Construction of a new conference center, Griess said, is slated to start in early June and wrap up in early October.
“We’re just so proud of this expansion,” he said. “Our staff and our strong research programs have helped us have a reputation of being a premier rehabilitation health system in the United States. Now our facilities are going to better align with that reputation.”
Dongilli said the hospital also is integrating additional green space so patients and families can get outdoors.
“We’ve long recognized the need to deal holistically with people,” he said, “… and access to green space and the environment can make such a difference (in the) outlook of patients who are struggling to understand the reason for their conditions.”
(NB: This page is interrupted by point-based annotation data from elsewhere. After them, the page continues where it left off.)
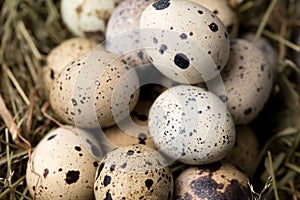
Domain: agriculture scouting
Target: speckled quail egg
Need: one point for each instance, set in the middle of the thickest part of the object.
(296, 54)
(133, 172)
(64, 54)
(96, 89)
(61, 166)
(132, 130)
(247, 79)
(245, 152)
(187, 42)
(220, 180)
(267, 49)
(191, 125)
(226, 14)
(87, 18)
(122, 32)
Dongilli said the new facilities will include lessons learned from the pandemic. The patient tower will include several negative-pressure rooms for patients who require isolation. Designers also have incorporated more antimicrobial materials and automatic doors that don’t require a touch to open.
The majority of the financing for the project, slated for final completion in spring 2023, is coming from hospital reserves and operating revenue plus $10 million related to philanthropy. Of the $57 million, more than $40 million will be spent with Lincoln-area contractors.
“That’s something we’re also very proud of,” Griess said, “having roots in Lincoln since 1958.”